Le futur producteur réunionnais de pulpe de carton, dont l’usine sortira de terre en 2025 dans l’écoparc du Port, souhaite d’ores et déjà encourager et fédérer des projets industriels de transformation. Préformés servant au calage des produits dans les emballages, pots de fleurs, boîtes à œufs, etc. : les applications s’annoncent multiples.
« Nous sommes ouverts à tous les projets locaux pouvant utiliser la pulpe de carton recyclé pour fabriquer, par moulage ou soufflage, des produits finis à base de fibre cellulosique. Il y a pléthore d’applications possibles. Notre fibre déshydratée permettra de produire tous les types de préformés calant les produits fragiles durant leur transport. De plus, ces calages, qui sont aujourd’hui jetés dès que l’emballage est ouvert, pourront à nouveau être recyclés. Même chose pour les boîtes à œufs, les pots de semis, les supports de déchets médicaux en carton jetables. Cette pulpe pourra aussi entrer dans la composition d’isolant thermique. Et il y aura toutes les autres utilisations auxquelles nous n’avons pas pensé… » L’annonce est faite par Marijke Payet, responsable du développement durable chez Pulp Eco, et par Olivier Morel, consultant d’entreprise, qui, avec Aimery Deleflie, dirigeant de Pulp Eco, font avancer ce projet précurseur depuis cinq ans : une usine de recyclage de carton à La Réunion, qui transformera des déchets de carton en pulpe sèche ou mouillée.
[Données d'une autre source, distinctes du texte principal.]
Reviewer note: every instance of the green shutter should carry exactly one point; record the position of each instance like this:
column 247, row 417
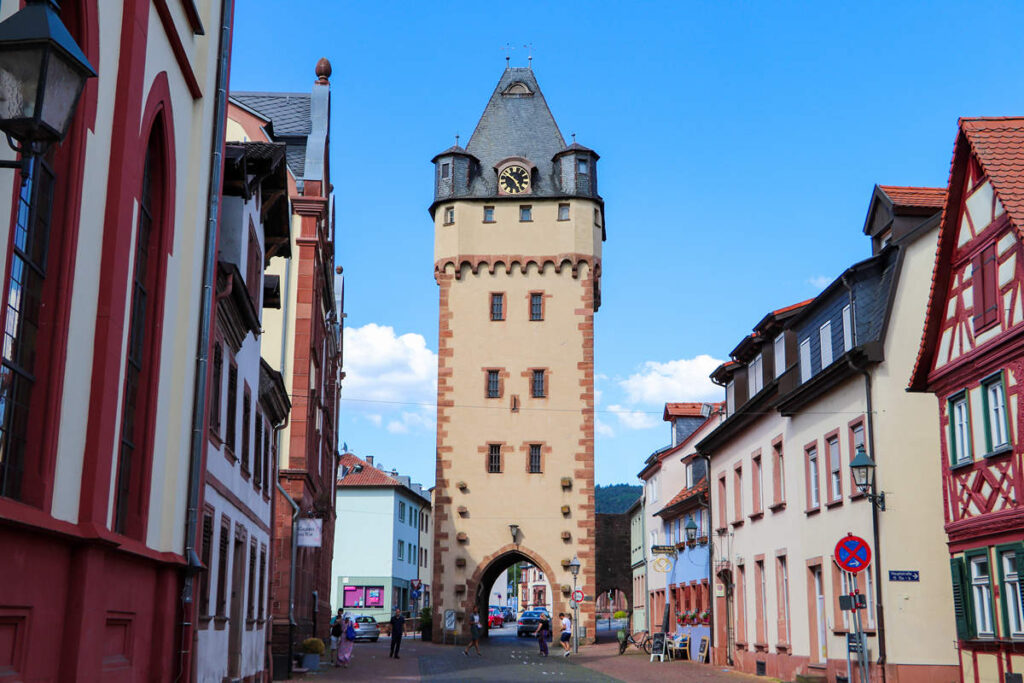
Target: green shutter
column 962, row 607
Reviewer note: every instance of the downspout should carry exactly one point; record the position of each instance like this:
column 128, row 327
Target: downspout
column 193, row 561
column 879, row 609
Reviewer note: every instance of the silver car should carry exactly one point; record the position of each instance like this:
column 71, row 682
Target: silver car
column 366, row 628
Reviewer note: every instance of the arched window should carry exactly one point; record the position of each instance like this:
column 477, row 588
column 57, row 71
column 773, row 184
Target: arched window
column 135, row 446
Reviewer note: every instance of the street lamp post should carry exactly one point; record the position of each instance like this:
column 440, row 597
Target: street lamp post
column 42, row 74
column 574, row 568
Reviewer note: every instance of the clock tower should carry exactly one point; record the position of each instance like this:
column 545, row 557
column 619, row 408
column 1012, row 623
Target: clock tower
column 518, row 228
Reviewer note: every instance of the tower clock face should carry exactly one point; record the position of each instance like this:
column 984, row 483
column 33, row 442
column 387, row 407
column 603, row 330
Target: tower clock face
column 514, row 180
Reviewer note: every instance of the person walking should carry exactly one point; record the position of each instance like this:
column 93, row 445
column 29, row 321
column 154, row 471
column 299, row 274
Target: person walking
column 543, row 633
column 566, row 633
column 337, row 631
column 345, row 644
column 397, row 628
column 474, row 636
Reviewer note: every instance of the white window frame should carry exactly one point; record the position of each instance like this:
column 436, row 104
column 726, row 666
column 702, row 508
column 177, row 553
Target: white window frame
column 1012, row 594
column 806, row 372
column 824, row 337
column 981, row 596
column 778, row 346
column 847, row 328
column 755, row 376
column 996, row 413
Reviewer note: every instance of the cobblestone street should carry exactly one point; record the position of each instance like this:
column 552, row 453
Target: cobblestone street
column 515, row 659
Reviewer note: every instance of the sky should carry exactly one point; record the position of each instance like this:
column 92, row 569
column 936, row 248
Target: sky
column 739, row 145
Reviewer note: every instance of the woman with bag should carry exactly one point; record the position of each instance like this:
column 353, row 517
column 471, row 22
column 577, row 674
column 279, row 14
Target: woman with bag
column 346, row 643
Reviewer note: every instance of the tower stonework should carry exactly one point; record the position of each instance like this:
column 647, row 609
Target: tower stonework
column 518, row 228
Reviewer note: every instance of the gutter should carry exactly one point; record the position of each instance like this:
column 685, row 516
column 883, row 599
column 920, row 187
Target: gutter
column 194, row 564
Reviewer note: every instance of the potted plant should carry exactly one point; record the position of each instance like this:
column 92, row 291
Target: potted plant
column 312, row 648
column 426, row 623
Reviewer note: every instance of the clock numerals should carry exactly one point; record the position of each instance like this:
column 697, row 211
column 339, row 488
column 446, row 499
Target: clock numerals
column 514, row 179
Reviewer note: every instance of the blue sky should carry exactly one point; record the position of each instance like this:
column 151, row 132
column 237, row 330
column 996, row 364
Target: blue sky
column 739, row 143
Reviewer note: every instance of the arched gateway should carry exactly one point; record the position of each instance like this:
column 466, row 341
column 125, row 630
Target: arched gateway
column 518, row 226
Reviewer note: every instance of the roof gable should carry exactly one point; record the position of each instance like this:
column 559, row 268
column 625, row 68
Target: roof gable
column 997, row 146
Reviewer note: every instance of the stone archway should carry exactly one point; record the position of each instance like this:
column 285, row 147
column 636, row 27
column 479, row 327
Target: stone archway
column 495, row 564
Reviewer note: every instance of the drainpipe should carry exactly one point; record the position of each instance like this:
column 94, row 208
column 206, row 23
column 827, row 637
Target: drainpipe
column 291, row 581
column 880, row 611
column 193, row 562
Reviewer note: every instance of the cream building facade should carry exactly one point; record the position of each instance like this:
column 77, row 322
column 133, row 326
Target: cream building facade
column 518, row 227
column 813, row 383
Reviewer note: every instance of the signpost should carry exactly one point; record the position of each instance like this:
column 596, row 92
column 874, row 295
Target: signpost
column 853, row 554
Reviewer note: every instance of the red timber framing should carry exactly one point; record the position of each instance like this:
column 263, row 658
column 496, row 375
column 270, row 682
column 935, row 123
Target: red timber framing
column 973, row 350
column 55, row 581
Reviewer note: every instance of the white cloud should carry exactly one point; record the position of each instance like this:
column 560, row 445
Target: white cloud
column 634, row 419
column 682, row 380
column 383, row 368
column 818, row 282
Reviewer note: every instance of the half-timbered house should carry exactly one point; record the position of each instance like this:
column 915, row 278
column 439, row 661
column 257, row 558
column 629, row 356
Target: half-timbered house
column 972, row 358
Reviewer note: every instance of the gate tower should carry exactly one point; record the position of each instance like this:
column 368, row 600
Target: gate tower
column 518, row 227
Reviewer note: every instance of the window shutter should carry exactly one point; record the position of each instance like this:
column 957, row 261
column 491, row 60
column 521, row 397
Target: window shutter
column 965, row 619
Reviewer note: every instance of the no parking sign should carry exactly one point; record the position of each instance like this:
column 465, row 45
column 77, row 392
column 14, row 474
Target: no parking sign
column 853, row 553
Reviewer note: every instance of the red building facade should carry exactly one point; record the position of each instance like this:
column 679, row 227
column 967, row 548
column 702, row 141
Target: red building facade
column 972, row 358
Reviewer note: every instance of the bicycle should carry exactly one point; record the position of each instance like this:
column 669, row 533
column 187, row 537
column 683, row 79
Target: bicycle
column 641, row 639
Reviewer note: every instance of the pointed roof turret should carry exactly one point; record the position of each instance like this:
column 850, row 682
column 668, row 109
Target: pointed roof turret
column 516, row 122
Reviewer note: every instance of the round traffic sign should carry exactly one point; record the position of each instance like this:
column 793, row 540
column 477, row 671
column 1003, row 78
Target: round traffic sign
column 853, row 553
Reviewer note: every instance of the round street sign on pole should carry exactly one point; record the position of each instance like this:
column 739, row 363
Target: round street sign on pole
column 853, row 553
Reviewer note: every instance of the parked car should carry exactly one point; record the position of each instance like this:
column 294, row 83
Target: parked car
column 527, row 623
column 366, row 628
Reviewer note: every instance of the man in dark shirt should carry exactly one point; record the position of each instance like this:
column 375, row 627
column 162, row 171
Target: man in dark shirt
column 397, row 628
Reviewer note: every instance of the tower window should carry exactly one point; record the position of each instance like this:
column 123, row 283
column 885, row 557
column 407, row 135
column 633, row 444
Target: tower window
column 494, row 384
column 495, row 458
column 538, row 384
column 498, row 306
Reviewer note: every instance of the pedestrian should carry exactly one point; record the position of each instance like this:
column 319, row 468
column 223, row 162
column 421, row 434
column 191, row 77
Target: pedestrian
column 345, row 644
column 474, row 636
column 566, row 633
column 397, row 628
column 543, row 633
column 336, row 632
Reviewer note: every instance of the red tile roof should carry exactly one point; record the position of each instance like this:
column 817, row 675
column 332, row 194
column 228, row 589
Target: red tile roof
column 369, row 476
column 997, row 143
column 927, row 198
column 685, row 494
column 683, row 411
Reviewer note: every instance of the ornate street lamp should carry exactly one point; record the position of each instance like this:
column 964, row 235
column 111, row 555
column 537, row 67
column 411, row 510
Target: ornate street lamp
column 42, row 74
column 863, row 475
column 691, row 530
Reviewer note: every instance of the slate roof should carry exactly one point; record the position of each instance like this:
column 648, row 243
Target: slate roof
column 291, row 122
column 516, row 126
column 915, row 198
column 997, row 143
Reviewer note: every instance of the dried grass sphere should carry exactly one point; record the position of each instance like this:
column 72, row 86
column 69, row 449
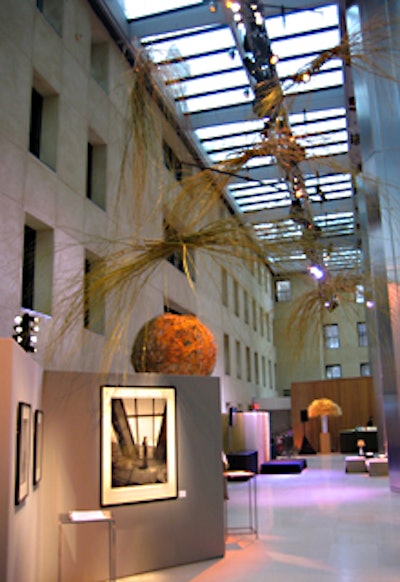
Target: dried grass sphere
column 174, row 344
Ce qui les incite aussi à lancer cet appel, c’est que deux fabricants métropolitains de préformés en cellulose, ayant eu vent du projet, les ont déjà contactés…
Le recyclage du carton dans un petit territoire
Pulp Eco est une société de négoce de déchets (carton, plastique, ferraille) créée en 2019, filiale du Groupe Clinifutur*. Le projet d’une usine locale de carton recyclé a été rendu public en 2021. Outre le désir de promouvoir une solution d’économie circulaire, il est motivé par le caractère de plus en plus aléatoire du négoce de déchets. Les modifications de la réglementation européenne sur le transfert transfrontalier de déchets, qui tendent à privilégier le transfert vers les pays de l’OCDE, la fermeture des frontières de pays importateurs de déchets, le coût et les difficultés d’exportation depuis La Réunion, tout concourt à rechercher des solutions d’autonomie dans la valorisation des déchets. Les usines métropolitaines de recyclage du carton sont dimensionnées à l’échelle de l’Hexagone. Pulp Eco innove avec une usine capable d’exploiter un gisement limité de déchets de carton. Cinquante mille tonnes de cartons entrent annuellement à La Réunion. À peine 25 000 tonnes sont ensuite récupérées pour être réexportées et recyclées. Le reste finit en décharge ou disparaît. Pulp Eco aura besoin d’un minimum de 32 000 tonnes pour faire tourner ses machines en continu. L’usine pourrait être aussi alimentée par des déchets de carton de Mayotte. Elle pourra recycler jusqu’à 40 000 tonnes de carton par an.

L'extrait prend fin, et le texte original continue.